Haslam vetoes bill requiring state pay for alternative cancer treatment

Tennessee Gov. Bill Haslam speaks during the 76th annual Meeting and Luncheon of the Chattanooga Convention and Visitors Bureau at the Chattanooga Convention Center Wednesday, Sept. 20, 2017, in Chattanooga, Tenn. Haslam talked about the tourism and hospitality industry's force as an economic driver throughout Hamilton County and Tennessee.

NASHVILLE - Gov. Bill Haslam on Thursday vetoed legislation that sought to allow employees on the state's health plan use an alternative radiation treatment for cancer.

The Republican said the proton therapy bill "circumvents the established process for determining state employee insurance program coverage based on medical evidence and effectiveness."

Moreover, the governor said "the state plan currently covers many forms of radiation treatment, and the provider advocating this bill rejected a medically appropriate plan for expanded coverage to instead pursue a political mandate."

The bill, sponsored by Sen. Mark Green, R-Clarksville, and Rep. Bob Ramsey, R-Maryville, sought to require coverage of hypofractionated proton therapy for cancer treatment for members of the state group insurance plan.

Green, who is running for Congress, later called for a special session to override the governor's veto.

In his tweet, the physician said his "Cancer Patient Choice Act" would sought to "give cancer patients a proven alternative to radiation at the same price.

"Will you join me in the fight by signing my petition to call for a special session and sharing this post?"

In a joint statement, Lt. Gov. Randy McNally, the Republican Senate speaker, and House Speaker Beth Harwell, R-Nashville, said it's too early for lawmakers, who adjourned for the year only a week ago Wednesday, to call themselves back into session.

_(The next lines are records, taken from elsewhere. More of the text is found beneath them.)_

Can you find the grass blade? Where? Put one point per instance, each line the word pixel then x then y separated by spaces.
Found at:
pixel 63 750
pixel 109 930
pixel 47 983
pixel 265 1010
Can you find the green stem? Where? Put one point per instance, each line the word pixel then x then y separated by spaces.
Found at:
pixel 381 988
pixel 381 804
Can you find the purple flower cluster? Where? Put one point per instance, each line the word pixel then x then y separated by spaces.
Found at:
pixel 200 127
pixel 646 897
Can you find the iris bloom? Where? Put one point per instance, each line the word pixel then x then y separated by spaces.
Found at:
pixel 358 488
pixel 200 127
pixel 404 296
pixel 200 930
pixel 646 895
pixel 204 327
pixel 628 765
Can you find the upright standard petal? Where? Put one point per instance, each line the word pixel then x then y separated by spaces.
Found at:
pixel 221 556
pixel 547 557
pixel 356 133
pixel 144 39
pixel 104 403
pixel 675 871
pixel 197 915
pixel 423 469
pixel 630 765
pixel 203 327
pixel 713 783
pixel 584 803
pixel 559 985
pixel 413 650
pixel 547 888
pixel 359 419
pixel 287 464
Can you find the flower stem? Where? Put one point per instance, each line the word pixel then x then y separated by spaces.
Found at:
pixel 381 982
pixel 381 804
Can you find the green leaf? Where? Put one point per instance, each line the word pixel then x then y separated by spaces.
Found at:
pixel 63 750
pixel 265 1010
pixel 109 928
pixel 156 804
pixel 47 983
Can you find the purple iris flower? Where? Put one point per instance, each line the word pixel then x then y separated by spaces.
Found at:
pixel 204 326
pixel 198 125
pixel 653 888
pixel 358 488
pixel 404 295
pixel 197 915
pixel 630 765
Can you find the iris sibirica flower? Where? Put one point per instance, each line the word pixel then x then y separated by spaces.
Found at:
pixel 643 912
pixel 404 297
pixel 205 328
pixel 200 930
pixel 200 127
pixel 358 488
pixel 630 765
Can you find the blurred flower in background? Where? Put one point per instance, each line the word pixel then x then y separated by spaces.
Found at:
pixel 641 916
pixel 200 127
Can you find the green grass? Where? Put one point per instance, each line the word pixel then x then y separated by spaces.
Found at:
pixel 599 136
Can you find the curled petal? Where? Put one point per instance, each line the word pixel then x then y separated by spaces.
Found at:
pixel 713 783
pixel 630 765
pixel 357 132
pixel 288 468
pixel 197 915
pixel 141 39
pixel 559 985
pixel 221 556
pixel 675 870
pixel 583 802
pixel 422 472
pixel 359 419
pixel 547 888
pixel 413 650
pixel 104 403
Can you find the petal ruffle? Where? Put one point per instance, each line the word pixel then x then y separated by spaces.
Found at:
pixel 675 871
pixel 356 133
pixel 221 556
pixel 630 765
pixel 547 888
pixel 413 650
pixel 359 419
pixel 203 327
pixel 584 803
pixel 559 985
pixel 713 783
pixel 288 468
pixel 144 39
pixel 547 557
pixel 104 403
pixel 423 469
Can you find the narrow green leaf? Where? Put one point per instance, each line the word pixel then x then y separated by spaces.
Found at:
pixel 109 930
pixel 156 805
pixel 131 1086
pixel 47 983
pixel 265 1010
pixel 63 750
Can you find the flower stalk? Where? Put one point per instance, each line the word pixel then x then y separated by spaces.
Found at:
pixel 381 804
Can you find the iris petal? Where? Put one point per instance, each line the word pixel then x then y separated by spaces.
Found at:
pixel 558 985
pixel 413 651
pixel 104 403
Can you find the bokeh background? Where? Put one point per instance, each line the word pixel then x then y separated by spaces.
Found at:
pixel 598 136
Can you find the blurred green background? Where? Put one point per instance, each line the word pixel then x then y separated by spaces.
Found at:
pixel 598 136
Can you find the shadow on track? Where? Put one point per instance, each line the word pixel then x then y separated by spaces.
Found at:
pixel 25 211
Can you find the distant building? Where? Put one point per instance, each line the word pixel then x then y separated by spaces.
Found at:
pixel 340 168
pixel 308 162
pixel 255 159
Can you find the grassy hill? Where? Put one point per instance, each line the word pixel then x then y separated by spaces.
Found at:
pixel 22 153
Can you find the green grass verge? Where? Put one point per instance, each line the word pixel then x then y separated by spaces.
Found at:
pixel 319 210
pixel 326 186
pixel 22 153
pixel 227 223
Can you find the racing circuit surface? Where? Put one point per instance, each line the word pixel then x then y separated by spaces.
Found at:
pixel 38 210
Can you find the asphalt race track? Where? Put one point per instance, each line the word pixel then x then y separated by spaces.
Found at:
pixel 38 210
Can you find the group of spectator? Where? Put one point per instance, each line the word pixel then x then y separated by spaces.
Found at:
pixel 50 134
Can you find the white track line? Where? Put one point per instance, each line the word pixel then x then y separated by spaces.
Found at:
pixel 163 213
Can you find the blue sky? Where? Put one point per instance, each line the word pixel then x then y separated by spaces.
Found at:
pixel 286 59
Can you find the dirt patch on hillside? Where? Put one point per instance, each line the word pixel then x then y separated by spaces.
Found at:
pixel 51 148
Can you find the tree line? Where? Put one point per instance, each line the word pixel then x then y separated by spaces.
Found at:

"While it is the prerogative of the legislature to call for a special session at any time, we believe it would be premature at this point," the speakers said. "The 110th General Assembly's final bills are still being enrolled, signed and sent to the governor.

"The most prudent course," the speakers said, "is to wait for gubernatorial action on all legislation passed this session. Only then can we reasonably assess the need for a special session."

Haslam's veto of the proton therapy bill was his first veto for the 2018 legislative session that ended April 25. It brings his total vetoes since becoming governor in 2011 to five. Haslam leaves office in January.

The governor said in his veto statement that the state is "committed to high-quality care that is medically appropriate and fiscally responsible for patients and taxpayers, but this mandate could put patients at risk and expose them to excessive charges from out-of-network providers."

Green, a physician, has argued there is "an increased body of literature and medical research that shows that proton therapy is as effective in many types of cancer with a significant decrease in side effects."